My monthly selection of scrips and scraps, personal observations, quotes and songs continues. First few entries for all, the rest for paying guests…
Mother Tongue
My Bulgarian peasant neighbours point-blank refused to believe I did not understand them and chatted away to me without the slightest reticence. At first I tried to explain, then I kept up my end of the conversation in English before finally settling on the most sensible approach. I'd been listening a lot recently to babies babbering, you see, and to the neighbours’ turkeys gobbling and to the fire hissing and logs popping and the embers crinkling and the joosh of snow sliding off my roof and it decided me to give up word-language entirely. First of all I started speaking pure gibberish to the locals, with all my meaning in tone, which they appeared to both understand and enjoy. I had some problems in the chemist, but on the whole it made for a pleasanter life, for I learnt to speak the strange language of bees and to chat with catkins, and hold perfectly intelligible conversations with my central heating pump.
Lack of Passion is Death
Are you without passion? I’ll show you how you can tell. Do you have difficulty making decisions or do you often make stupid decisions? If the former, your passion is numbed, if the latter, your passion is faked.

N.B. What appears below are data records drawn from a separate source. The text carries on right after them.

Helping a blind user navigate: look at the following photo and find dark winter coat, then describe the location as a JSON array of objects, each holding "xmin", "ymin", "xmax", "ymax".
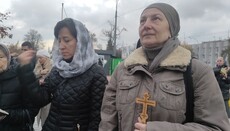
[
  {"xmin": 19, "ymin": 64, "xmax": 107, "ymax": 131},
  {"xmin": 213, "ymin": 65, "xmax": 230, "ymax": 100},
  {"xmin": 0, "ymin": 60, "xmax": 39, "ymax": 131}
]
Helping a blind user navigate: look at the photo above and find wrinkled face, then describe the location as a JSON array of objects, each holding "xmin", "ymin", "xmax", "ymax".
[
  {"xmin": 139, "ymin": 8, "xmax": 171, "ymax": 48},
  {"xmin": 0, "ymin": 50, "xmax": 7, "ymax": 73},
  {"xmin": 37, "ymin": 56, "xmax": 47, "ymax": 64},
  {"xmin": 216, "ymin": 57, "xmax": 224, "ymax": 66},
  {"xmin": 58, "ymin": 27, "xmax": 77, "ymax": 60}
]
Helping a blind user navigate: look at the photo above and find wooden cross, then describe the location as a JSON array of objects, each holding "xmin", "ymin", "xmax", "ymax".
[{"xmin": 136, "ymin": 92, "xmax": 156, "ymax": 124}]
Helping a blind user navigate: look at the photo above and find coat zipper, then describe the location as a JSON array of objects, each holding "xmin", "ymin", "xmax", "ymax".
[{"xmin": 77, "ymin": 124, "xmax": 80, "ymax": 131}]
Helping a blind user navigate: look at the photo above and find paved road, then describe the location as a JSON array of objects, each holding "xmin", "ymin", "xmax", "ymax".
[{"xmin": 34, "ymin": 119, "xmax": 230, "ymax": 131}]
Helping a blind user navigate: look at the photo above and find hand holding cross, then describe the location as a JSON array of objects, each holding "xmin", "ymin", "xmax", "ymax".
[{"xmin": 136, "ymin": 92, "xmax": 156, "ymax": 124}]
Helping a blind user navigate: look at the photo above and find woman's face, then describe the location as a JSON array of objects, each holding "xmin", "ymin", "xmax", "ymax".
[
  {"xmin": 37, "ymin": 56, "xmax": 47, "ymax": 64},
  {"xmin": 0, "ymin": 50, "xmax": 7, "ymax": 73},
  {"xmin": 139, "ymin": 8, "xmax": 171, "ymax": 48},
  {"xmin": 58, "ymin": 27, "xmax": 77, "ymax": 60}
]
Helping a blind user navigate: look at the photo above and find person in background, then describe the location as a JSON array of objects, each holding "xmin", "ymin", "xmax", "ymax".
[
  {"xmin": 21, "ymin": 41, "xmax": 34, "ymax": 52},
  {"xmin": 0, "ymin": 44, "xmax": 39, "ymax": 131},
  {"xmin": 99, "ymin": 3, "xmax": 230, "ymax": 131},
  {"xmin": 34, "ymin": 49, "xmax": 52, "ymax": 126},
  {"xmin": 213, "ymin": 57, "xmax": 230, "ymax": 118},
  {"xmin": 34, "ymin": 49, "xmax": 52, "ymax": 84},
  {"xmin": 18, "ymin": 18, "xmax": 107, "ymax": 131}
]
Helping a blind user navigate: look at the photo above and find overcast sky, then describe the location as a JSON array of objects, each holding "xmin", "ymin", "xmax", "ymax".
[{"xmin": 0, "ymin": 0, "xmax": 230, "ymax": 49}]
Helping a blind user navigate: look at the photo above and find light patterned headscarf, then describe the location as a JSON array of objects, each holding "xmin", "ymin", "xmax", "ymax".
[
  {"xmin": 0, "ymin": 44, "xmax": 11, "ymax": 68},
  {"xmin": 52, "ymin": 18, "xmax": 98, "ymax": 78}
]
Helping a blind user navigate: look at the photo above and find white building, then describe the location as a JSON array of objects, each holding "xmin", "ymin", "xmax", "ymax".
[{"xmin": 192, "ymin": 39, "xmax": 230, "ymax": 67}]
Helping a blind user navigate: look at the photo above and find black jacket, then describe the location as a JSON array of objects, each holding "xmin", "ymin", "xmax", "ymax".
[
  {"xmin": 0, "ymin": 62, "xmax": 39, "ymax": 131},
  {"xmin": 19, "ymin": 64, "xmax": 107, "ymax": 131},
  {"xmin": 213, "ymin": 65, "xmax": 230, "ymax": 100}
]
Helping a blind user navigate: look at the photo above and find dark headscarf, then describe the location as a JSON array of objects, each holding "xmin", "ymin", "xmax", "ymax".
[
  {"xmin": 142, "ymin": 3, "xmax": 180, "ymax": 37},
  {"xmin": 141, "ymin": 3, "xmax": 180, "ymax": 71},
  {"xmin": 52, "ymin": 18, "xmax": 98, "ymax": 78}
]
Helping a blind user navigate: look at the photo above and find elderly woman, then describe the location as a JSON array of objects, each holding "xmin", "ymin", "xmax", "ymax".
[
  {"xmin": 18, "ymin": 18, "xmax": 107, "ymax": 131},
  {"xmin": 0, "ymin": 44, "xmax": 39, "ymax": 131},
  {"xmin": 99, "ymin": 3, "xmax": 230, "ymax": 131}
]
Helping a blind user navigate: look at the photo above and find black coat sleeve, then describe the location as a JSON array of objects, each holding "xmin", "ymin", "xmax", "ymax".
[{"xmin": 88, "ymin": 66, "xmax": 108, "ymax": 131}]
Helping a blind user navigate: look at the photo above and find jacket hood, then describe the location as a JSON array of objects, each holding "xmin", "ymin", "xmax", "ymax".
[{"xmin": 124, "ymin": 46, "xmax": 191, "ymax": 67}]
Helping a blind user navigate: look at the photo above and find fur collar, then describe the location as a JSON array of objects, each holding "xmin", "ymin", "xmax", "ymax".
[{"xmin": 124, "ymin": 46, "xmax": 191, "ymax": 67}]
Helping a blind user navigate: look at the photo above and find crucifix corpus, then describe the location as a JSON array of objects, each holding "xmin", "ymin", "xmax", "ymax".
[{"xmin": 136, "ymin": 92, "xmax": 156, "ymax": 124}]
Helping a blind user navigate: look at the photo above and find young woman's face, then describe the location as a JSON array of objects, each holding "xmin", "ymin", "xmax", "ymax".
[
  {"xmin": 0, "ymin": 50, "xmax": 7, "ymax": 73},
  {"xmin": 139, "ymin": 8, "xmax": 171, "ymax": 47},
  {"xmin": 58, "ymin": 27, "xmax": 77, "ymax": 60}
]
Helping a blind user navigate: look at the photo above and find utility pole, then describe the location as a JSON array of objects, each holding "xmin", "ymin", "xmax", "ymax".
[
  {"xmin": 113, "ymin": 0, "xmax": 118, "ymax": 56},
  {"xmin": 61, "ymin": 3, "xmax": 64, "ymax": 20}
]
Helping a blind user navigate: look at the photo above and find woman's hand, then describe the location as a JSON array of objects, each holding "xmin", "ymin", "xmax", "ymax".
[
  {"xmin": 134, "ymin": 117, "xmax": 147, "ymax": 131},
  {"xmin": 17, "ymin": 50, "xmax": 36, "ymax": 66}
]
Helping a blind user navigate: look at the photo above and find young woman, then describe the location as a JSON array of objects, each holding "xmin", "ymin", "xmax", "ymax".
[{"xmin": 18, "ymin": 18, "xmax": 107, "ymax": 131}]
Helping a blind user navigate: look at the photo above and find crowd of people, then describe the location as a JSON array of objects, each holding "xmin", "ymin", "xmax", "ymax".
[{"xmin": 0, "ymin": 3, "xmax": 230, "ymax": 131}]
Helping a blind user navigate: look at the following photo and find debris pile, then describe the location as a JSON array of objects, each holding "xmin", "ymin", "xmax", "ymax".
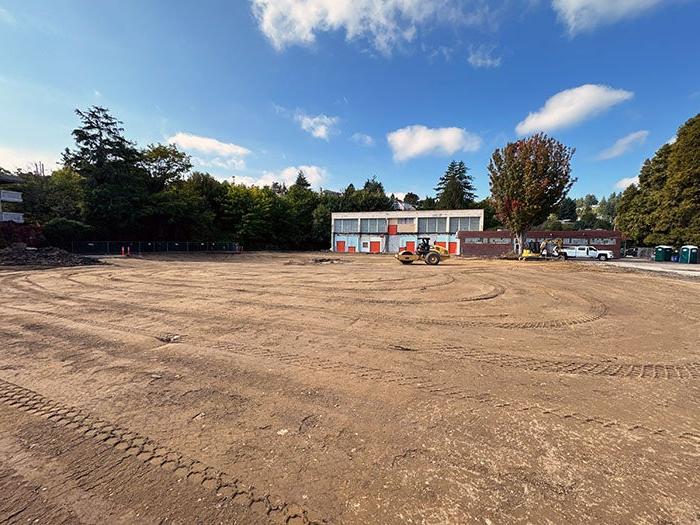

Numbed, lack of passion cannot decide because it doesn’t have the power to escape the facts. It thinks and thinks and worries and worries and thinks, but thought and worry is all there is, so the numbed mind is paralysed. Eventually, if enough pain prods, it will act, but usually it just resigns itself to its sad life.
Fake, wilful passion on the other hand, is impatient with facts, bored with reason and unable to accept a difficult situation, so out of frustration, desperation or reckless pride, it makes emotional decisions which always end in tears.
True passion is very still, contained, accepting of the situation. It looks at the facts, reasons with them perhaps, and then lets it all lie until, at the right time, BOOM. It acts.1
Talking of which…
Ode to Oh, Not Too Bad, Can’t Complain
I’ve seen Beethoven’s 9th performed live three times now, and although they’ve all been alright (the best one conducted by the posh but into-it Christopher Warren-Green), none of them have expressed real joy and, scanning the faces of the orchestra and choir it’s not difficult to see why. None of pit are acquainted with joy. Or not enough; occasionally you’ll see a lead violinist or a background oboist really into it, or one or two faces among the choir radiant with life-glory. But on the whole, they look like what they are, career people at work.
I wonder how Richter and Furtwängler wrestled open the cages round their orchestra’s hearts. Perhaps they didn’t need to work too hard, perhaps they were dealing with finer psyches, but then perhaps the right conductor can even work with that most dreary, spiritless and monstrously deformed sector of society, ‘people who like classical music’.
It seems to me though, and this is how I would approach conducting the 9th today, that to get the right kind of feeling from your musicians, you’d have to first take them deep into a forest, set light to all their money and property, sacrifice their friends and families, tie them up, give them a deadly poison, bury them in a mass grave and then, as the sun comes up, reveal that the executions were all bogus, the poison just a tranquillizer and that really they are alive, alive, alive, alive, alive, alive!